For the immediate closing quarter, revenue jumped 253% to US$400 million, well ahead of analyst estimates about US$319 million. The company saw particular strength abroad, where sales jumped 250% year-over-year, according to Forbes.
Overall net income came in at US$51.3 million, or 21 cents per share, compared with US$18.3 million or nine cents per share a year ago – this was also higher than analyst estimates of eight cents per share.
Fitbit’s forward guidance also remains bright, with projected full-year earnings of 69 to 77 cents per share and revenue of between US$1.6 billion and US$1.7 billion.
Things are looking bright, with research firms NPD Group and Counterpoint Research all forecasting growth in the market for fitness tracking wearables in the coming years.
NPD Group noted that in less than a year, awareness of wearable fitness devices among US consumers has more than doubled, going from 30% in November 2013 to 70% at the end of July 2014.
Counterpoint Research meanwhile expects the wrist wearables market to grow from 20 million units in 2014 to 59 million units in 2015.
But as rosy as all this seems, there are speed bumps ahead that could hurt Fitbit’s potential for growth in the longer run, according to analysts.
One challenge is competitive pressure from rivals. At the top of the scale are giants such as Apple Inc, whose Apple Watch made its debut in March. At the bottom of the scale is Xiaomi Inc’s Mi Band, which retails for a mere US$13.

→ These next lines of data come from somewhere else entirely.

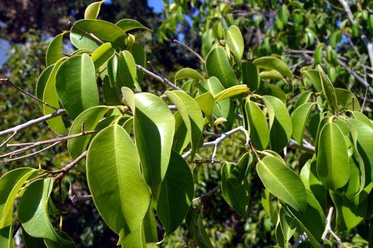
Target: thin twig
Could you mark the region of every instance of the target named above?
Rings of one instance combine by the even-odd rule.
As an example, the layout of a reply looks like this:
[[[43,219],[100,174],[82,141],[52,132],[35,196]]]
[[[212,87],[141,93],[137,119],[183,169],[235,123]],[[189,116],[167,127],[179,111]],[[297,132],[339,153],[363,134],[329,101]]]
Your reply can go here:
[[[0,137],[1,136],[4,136],[5,135],[7,135],[9,133],[14,133],[14,132],[18,132],[18,131],[20,131],[20,130],[21,130],[23,129],[28,128],[30,125],[35,125],[35,124],[38,124],[39,123],[43,122],[45,120],[49,120],[49,119],[52,119],[52,118],[55,118],[55,117],[59,116],[59,115],[63,115],[65,113],[66,113],[66,111],[65,111],[65,109],[59,109],[56,112],[50,113],[49,115],[44,115],[44,116],[42,116],[42,117],[39,117],[38,118],[29,120],[29,121],[28,121],[26,123],[21,124],[21,125],[18,125],[17,126],[13,127],[11,128],[3,130],[3,131],[0,132]]]
[[[74,25],[74,23],[71,23],[71,22],[69,22],[69,25],[76,28],[77,29],[80,30],[83,33],[83,35],[89,37],[90,38],[94,40],[95,42],[98,43],[99,44],[100,44],[100,45],[104,44],[104,42],[102,40],[101,40],[99,38],[98,38],[94,34],[87,32],[86,30],[82,29],[81,28],[77,26],[76,25]],[[116,55],[117,56],[119,56],[119,54],[117,52],[116,52]],[[178,86],[177,86],[176,85],[172,84],[169,80],[167,80],[167,79],[165,79],[165,78],[163,78],[162,77],[160,77],[160,76],[152,73],[150,71],[148,71],[147,69],[146,69],[145,68],[143,67],[142,66],[140,66],[139,64],[136,64],[136,69],[138,71],[144,72],[147,75],[148,75],[148,76],[150,76],[150,77],[158,80],[159,81],[166,84],[167,86],[168,86],[169,87],[172,87],[172,88],[173,88],[174,89],[177,89],[177,90],[182,90],[180,88],[179,88]]]
[[[362,102],[362,109],[360,110],[360,112],[362,113],[364,111],[364,106],[365,106],[365,103],[367,102],[367,99],[368,98],[368,90],[369,89],[370,86],[368,86],[367,87],[367,90],[365,91],[365,96],[364,96],[364,101]],[[1,146],[0,146],[1,147]]]
[[[3,79],[3,81],[6,81],[6,82],[11,85],[13,87],[16,88],[16,89],[17,89],[18,91],[20,91],[21,93],[22,94],[24,94],[25,95],[27,95],[28,96],[30,96],[30,98],[32,98],[33,99],[35,99],[40,103],[42,103],[43,104],[45,105],[45,106],[48,106],[48,107],[51,108],[53,108],[54,110],[55,111],[57,111],[58,110],[58,108],[56,108],[55,106],[52,106],[52,105],[49,104],[48,103],[46,103],[44,101],[41,100],[41,99],[39,99],[38,98],[37,98],[36,96],[35,96],[34,95],[33,95],[32,94],[30,94],[27,91],[25,91],[24,90],[23,90],[22,89],[21,89],[20,87],[18,87],[18,86],[16,86],[16,84],[14,84],[13,83],[12,83],[9,79]],[[4,80],[5,79],[5,80]]]
[[[21,156],[21,157],[16,157],[14,159],[7,159],[7,160],[2,161],[2,162],[4,162],[5,163],[9,163],[9,162],[13,162],[13,161],[17,161],[17,160],[20,160],[20,159],[26,159],[28,157],[30,157],[35,156],[36,154],[38,154],[39,153],[41,153],[41,152],[43,152],[44,151],[46,151],[48,149],[50,149],[50,148],[56,146],[57,145],[60,144],[60,142],[62,142],[62,141],[59,141],[59,142],[55,142],[55,143],[48,146],[47,147],[43,148],[43,149],[41,149],[41,150],[40,150],[38,151],[36,151],[36,152],[33,152],[33,153],[30,153],[29,154]]]
[[[200,55],[199,55],[198,53],[196,53],[196,52],[194,52],[193,50],[193,49],[191,49],[191,47],[189,47],[189,46],[187,46],[186,45],[184,44],[183,43],[181,43],[179,42],[179,40],[176,40],[176,39],[174,39],[174,42],[177,43],[177,44],[179,44],[181,45],[182,46],[183,46],[185,49],[186,49],[186,50],[188,50],[189,52],[190,52],[192,55],[194,55],[194,56],[196,56],[199,60],[201,60],[201,62],[203,63],[203,64],[206,64],[206,62],[205,60],[202,58],[202,57],[201,57]]]
[[[95,134],[95,133],[99,133],[99,131],[100,130],[84,131],[83,133],[77,133],[75,135],[69,135],[69,136],[62,136],[62,137],[57,137],[57,138],[55,138],[55,139],[51,139],[51,140],[43,140],[43,141],[38,141],[36,142],[12,144],[12,146],[15,146],[16,145],[28,145],[28,146],[26,146],[26,147],[23,147],[23,148],[16,150],[15,151],[11,152],[8,152],[8,153],[6,153],[5,154],[1,155],[0,156],[0,159],[1,159],[3,157],[13,157],[13,156],[16,155],[16,154],[18,154],[19,153],[28,151],[29,150],[33,149],[33,148],[35,148],[36,147],[38,147],[40,145],[42,145],[50,144],[50,143],[54,143],[54,142],[62,142],[62,141],[64,141],[64,140],[69,140],[69,139],[72,139],[72,138],[80,137],[80,136]]]
[[[215,188],[213,188],[211,191],[208,191],[208,192],[206,192],[206,193],[204,193],[203,195],[199,196],[199,197],[196,197],[195,198],[193,199],[192,202],[195,202],[195,201],[197,201],[198,200],[201,200],[201,199],[202,199],[202,198],[204,198],[205,197],[208,197],[208,196],[211,196],[215,191],[216,191],[218,190],[218,188],[219,188],[219,187],[220,187],[220,184],[216,185],[215,186]]]
[[[13,139],[13,137],[16,134],[17,134],[17,131],[14,131],[14,133],[13,133],[13,134],[9,138],[7,138],[3,143],[1,143],[1,145],[0,145],[0,148],[2,147],[3,146],[4,146],[6,143],[8,143],[9,142],[9,140]]]
[[[80,162],[80,160],[83,159],[87,156],[87,151],[84,152],[82,154],[81,154],[78,157],[77,157],[73,162],[65,166],[61,169],[53,171],[48,171],[48,173],[51,174],[58,174],[56,176],[53,178],[53,181],[57,181],[58,180],[61,180],[64,176],[69,172],[72,168],[74,168],[78,163]]]
[[[202,145],[202,147],[214,147],[213,154],[211,155],[211,161],[212,163],[213,163],[213,160],[215,157],[216,156],[216,152],[218,150],[218,145],[223,142],[223,140],[226,140],[228,137],[233,135],[235,133],[237,133],[238,131],[242,131],[245,133],[245,136],[246,137],[246,142],[245,144],[245,146],[249,145],[250,142],[250,137],[249,133],[246,129],[245,129],[244,127],[242,125],[238,126],[235,128],[232,129],[230,131],[228,131],[226,133],[223,133],[221,134],[221,136],[218,137],[214,141],[211,141],[208,142],[204,142],[204,145]],[[186,159],[189,155],[191,154],[191,150],[189,150],[188,152],[185,152],[184,154],[182,154],[182,157]]]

Between the two extremes are niche brands such as Nike, Adidas, Jawbone, Misfit, Moov, Jaybird, Withings, Garmin, TomTom, Samsung and even Microsoft.
Neil Shah, research director at Counterpoint Research, says that the penetration of fitness trackers is still very low, and while there are opportunities for Fitbit to grow its market share, it will find it difficult to keep charging a premium for just its hardware if there is no significantly different value bundled with it.
“The biggest advantage Fitbit has is its strong data analytics – its cloud platform and the entire science of fitness and health monitoring, analysis and its ability to design newer revenue opportunities and segments,” he says in reply to Digital News Asia (DNA) queries.
Fitbit however remains unfazed, saying it believes that it still retains a significant advantage over the competition – something that is causing consumers to choose Fitbit over the rest, a senior executive told DNA.
The second and more challenging battle for Fitbit is that the business now is still too focused on hardware, according to Shah.
Arguing that its overall business model approach needs to pivot from being a hardware company to being a data science company, Shah says Fitbit can disrupt the healthcare industry with well-designed products supported by a robust service and strong analytics engine.
Concurring with this view was Jason Cipriani, a freelancer columnist for Fortune who says that one way companies like Fitbit will be able to thrive is to go beyond just activity tracking.
“For instance, a review of the company’s latest bands, the Surge and Charge HR (heart rate), found both products provide great fitness services, but fell short in everyday features like Internet capabilities, an element that could entice more users to try out the product,” he says.
“Apple, on the other hand, has released a smartwatch capable of both tracking activity and monitoring heart rate, along with running other applications like email, and providing information at a glance.
“The only downside for Apple, and a boon for Fitbit’s cause, is that the entry price of the Apple Watch starts at US$350 and locks users into using an iPhone,” says Cipriani.
Similarly, Ed Maguire, a software analyst at CLSA, was quoted in Bloomberg as suggesting that Fitbit should follow Apple’s model of letting third parties create apps for its devices.
“If Fitbit can manage to become a platform and be able to support innovations from third parties, I think that would be a really viable road to creating more sustainable value,” he says.